BQ: I was basically co-running the firm with Ken and David Colt, and we got big, and I tell this when I have conversations with LPs and everyone else: a multi-billion-dollar private equity fund is too big to generate the returns that we expect to generate.
I think it’s really, really hard deploying that amount of capital. And we’d reached the size of NGP, where we are going out and raising for plus-or-minus billion dollars at a clip, and it’s really hard to invest. And the simple answer is. when you become a multibillion-dollar fund complex, you don’t choose to go back to being a billion-dollar fund or an $800 million fund. The only time that happens is when the market forces you to do that.
And so, as much as I loved all the people at NGP, my partners there from A to Z, it was a fantastic place … we were not going back to where we were from ’95 to 2007. We had already made the decision to go big. That wasn’t going to change, and I just didn’t want to do that anymore.
DD: So now, going forward, what’s exciting to you now or what’s keeping you up at night?
BQ: What’s exciting is our team at Pearl. We have an awesome team that has evolved incredibly over the last 10 years. Now we have 13 going to 14 or 15 employees. We’ve maintained a nice small size, everybody knows each other—the investment team, the real investment deal team, and our general chief operating officer, office manager, CFO—everybody’s been there since day one.
DD: So now the question: what’s keeping you up at night?
BQ: I have to laugh because in our world, I feel like your head is always on a swivel. You’re like, OK, where’s the next thing to go wrong? Are we going to have an issue at a portfolio company? Whether that’s drilling a well and operations, or is there an HR issue at a company? You have enough companies, you have enough employees at these companies, you get HR issues from time to time. Are we going to be able to find some great investments over the next year?

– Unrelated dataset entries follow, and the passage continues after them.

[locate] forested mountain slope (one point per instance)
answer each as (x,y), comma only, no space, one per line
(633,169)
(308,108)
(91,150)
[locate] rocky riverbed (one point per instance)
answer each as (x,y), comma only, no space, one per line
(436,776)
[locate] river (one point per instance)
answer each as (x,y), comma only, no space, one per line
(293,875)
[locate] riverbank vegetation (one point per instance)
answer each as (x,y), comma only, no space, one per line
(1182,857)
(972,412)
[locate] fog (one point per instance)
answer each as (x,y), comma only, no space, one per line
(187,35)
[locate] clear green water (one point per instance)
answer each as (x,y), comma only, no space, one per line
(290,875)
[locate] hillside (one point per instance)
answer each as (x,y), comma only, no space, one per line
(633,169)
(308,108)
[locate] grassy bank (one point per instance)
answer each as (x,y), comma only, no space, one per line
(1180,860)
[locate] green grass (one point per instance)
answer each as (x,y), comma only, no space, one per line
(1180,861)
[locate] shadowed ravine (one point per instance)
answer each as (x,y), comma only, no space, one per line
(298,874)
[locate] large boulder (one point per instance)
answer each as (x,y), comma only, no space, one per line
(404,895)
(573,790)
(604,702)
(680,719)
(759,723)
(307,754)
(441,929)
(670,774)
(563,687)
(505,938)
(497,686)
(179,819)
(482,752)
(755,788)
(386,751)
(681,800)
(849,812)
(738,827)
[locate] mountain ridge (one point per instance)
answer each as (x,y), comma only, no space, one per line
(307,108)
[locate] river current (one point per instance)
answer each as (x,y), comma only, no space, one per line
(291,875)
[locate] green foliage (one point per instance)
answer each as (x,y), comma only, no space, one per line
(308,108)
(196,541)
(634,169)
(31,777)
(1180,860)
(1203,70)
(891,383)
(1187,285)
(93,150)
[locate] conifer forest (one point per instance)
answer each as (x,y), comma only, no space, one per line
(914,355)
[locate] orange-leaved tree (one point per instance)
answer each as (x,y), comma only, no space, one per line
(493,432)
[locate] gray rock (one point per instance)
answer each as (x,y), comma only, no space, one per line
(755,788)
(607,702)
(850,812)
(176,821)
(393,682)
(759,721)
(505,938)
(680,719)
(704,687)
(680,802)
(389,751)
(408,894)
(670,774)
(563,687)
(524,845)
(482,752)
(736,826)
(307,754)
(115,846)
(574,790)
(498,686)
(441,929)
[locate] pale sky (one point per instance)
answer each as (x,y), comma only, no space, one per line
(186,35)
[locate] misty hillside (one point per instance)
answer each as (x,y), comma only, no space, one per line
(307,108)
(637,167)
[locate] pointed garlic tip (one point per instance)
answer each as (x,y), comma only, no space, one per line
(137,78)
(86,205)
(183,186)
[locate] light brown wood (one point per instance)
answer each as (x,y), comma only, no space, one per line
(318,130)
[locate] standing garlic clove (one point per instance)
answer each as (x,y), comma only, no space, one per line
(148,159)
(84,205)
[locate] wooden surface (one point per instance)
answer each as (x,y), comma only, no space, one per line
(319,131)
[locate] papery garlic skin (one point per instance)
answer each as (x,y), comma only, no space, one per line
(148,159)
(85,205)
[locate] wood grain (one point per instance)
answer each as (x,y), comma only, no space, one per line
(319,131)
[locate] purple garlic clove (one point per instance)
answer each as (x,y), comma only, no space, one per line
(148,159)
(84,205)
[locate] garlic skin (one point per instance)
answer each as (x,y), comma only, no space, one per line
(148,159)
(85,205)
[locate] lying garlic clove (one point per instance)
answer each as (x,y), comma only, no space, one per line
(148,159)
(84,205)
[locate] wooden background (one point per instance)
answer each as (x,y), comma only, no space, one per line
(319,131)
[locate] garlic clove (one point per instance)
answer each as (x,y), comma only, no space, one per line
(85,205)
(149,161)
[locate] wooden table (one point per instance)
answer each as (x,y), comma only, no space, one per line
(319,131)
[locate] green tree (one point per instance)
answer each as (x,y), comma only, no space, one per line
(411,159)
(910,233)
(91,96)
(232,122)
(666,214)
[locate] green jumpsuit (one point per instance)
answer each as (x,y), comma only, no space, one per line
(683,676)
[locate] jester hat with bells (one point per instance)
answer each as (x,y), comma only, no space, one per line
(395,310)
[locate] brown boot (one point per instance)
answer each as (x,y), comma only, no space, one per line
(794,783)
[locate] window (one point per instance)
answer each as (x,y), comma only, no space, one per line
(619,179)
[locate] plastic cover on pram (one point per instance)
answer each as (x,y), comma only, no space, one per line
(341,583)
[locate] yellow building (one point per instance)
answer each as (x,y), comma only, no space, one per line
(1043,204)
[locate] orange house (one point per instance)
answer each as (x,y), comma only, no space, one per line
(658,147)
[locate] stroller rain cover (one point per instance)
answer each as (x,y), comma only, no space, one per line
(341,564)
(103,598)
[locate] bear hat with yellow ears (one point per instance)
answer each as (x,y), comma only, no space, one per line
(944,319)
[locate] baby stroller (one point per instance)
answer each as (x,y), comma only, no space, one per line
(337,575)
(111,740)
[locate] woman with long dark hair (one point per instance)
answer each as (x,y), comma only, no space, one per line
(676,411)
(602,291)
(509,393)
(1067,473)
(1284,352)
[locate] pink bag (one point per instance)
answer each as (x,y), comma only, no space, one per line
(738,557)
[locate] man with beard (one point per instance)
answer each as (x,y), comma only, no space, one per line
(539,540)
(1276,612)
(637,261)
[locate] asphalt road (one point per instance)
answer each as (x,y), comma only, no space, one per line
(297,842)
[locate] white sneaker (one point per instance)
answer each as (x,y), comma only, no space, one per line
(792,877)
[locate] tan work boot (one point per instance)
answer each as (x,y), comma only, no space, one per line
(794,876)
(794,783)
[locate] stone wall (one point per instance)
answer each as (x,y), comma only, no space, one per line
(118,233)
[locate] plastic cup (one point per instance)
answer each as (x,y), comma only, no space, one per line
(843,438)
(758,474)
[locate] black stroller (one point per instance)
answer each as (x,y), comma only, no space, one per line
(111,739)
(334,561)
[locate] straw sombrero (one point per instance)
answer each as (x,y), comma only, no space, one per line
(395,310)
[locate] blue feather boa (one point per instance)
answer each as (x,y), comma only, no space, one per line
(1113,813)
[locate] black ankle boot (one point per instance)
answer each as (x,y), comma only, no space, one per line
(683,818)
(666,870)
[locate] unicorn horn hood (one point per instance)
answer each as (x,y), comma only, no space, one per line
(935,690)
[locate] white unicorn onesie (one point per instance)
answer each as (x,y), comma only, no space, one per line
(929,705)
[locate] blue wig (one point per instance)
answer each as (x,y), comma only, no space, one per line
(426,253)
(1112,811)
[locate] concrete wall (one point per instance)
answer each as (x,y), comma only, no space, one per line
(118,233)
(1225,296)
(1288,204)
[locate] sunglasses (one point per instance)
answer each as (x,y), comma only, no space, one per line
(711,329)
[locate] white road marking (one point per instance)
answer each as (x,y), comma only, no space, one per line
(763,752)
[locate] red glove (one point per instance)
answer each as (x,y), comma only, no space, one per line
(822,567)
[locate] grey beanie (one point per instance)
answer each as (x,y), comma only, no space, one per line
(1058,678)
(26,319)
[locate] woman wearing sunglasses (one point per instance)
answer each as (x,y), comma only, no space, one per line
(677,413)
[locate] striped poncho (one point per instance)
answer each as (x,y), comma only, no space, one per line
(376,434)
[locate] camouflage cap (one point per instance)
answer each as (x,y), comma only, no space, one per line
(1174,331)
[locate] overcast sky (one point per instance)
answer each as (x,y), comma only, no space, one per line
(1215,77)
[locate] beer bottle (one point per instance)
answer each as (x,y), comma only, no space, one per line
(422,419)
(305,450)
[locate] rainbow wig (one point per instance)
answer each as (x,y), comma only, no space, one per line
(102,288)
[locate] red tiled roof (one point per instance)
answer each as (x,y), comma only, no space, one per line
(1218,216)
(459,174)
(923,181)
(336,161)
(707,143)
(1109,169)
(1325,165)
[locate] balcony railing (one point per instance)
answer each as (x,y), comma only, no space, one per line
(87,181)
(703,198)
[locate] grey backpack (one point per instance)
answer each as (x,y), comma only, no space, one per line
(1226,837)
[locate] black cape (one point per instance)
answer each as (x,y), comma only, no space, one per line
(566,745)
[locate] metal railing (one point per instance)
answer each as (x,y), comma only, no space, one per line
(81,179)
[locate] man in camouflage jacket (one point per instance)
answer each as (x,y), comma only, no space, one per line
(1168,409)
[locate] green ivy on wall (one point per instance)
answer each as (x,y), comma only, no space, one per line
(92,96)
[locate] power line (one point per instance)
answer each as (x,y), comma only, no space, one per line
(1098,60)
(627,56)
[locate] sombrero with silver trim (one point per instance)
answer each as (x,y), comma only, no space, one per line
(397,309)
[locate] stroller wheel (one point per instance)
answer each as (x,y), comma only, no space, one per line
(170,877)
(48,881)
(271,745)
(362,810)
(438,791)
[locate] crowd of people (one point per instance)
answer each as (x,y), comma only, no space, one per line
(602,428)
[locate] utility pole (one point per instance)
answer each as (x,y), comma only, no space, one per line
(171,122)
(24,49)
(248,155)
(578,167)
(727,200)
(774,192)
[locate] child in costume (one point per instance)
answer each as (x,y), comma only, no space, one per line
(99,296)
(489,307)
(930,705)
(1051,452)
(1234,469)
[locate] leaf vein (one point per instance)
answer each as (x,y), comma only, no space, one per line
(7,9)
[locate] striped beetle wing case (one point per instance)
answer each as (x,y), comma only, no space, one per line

We think we will. We have confidence [that] we will, but you never know. And so you’re just constantly looking and it’s never easy. It’s never easy. The second you think it’s easy, you’re done because there’s somebody who’s going to outhustle you. But because it’s just never easy, it’s always a lot of work and you’ve got to grind. But if you keep doing those things, they usually work out. But it’s not easy to do.
DD: If it was easy everyone would do it, right? What else is out there that we should be talking about when we think about private equity in the energy space this year?
BQ: I think it’s more of a next five-year question. You’ve seen the push on the energy transition side and we now are really starting to learn and know what, and some people had opinions and maybe knew beforehand the limitations of that, but there’s still a lot of money out there chasing those deals. And it’ll be interesting to see how the investing side of that happens.
We don’t think the returns are there; we don’t think they’re good enough. We think there’s a lot more risk in those businesses. And it’ll be interesting to see how all of that plays out in the next four to five years. There’s a lot of capital chasing not too many opportunities. When all it started, I thought it could be one of the greatest destructions of capital that we’ve seen in our lifetime.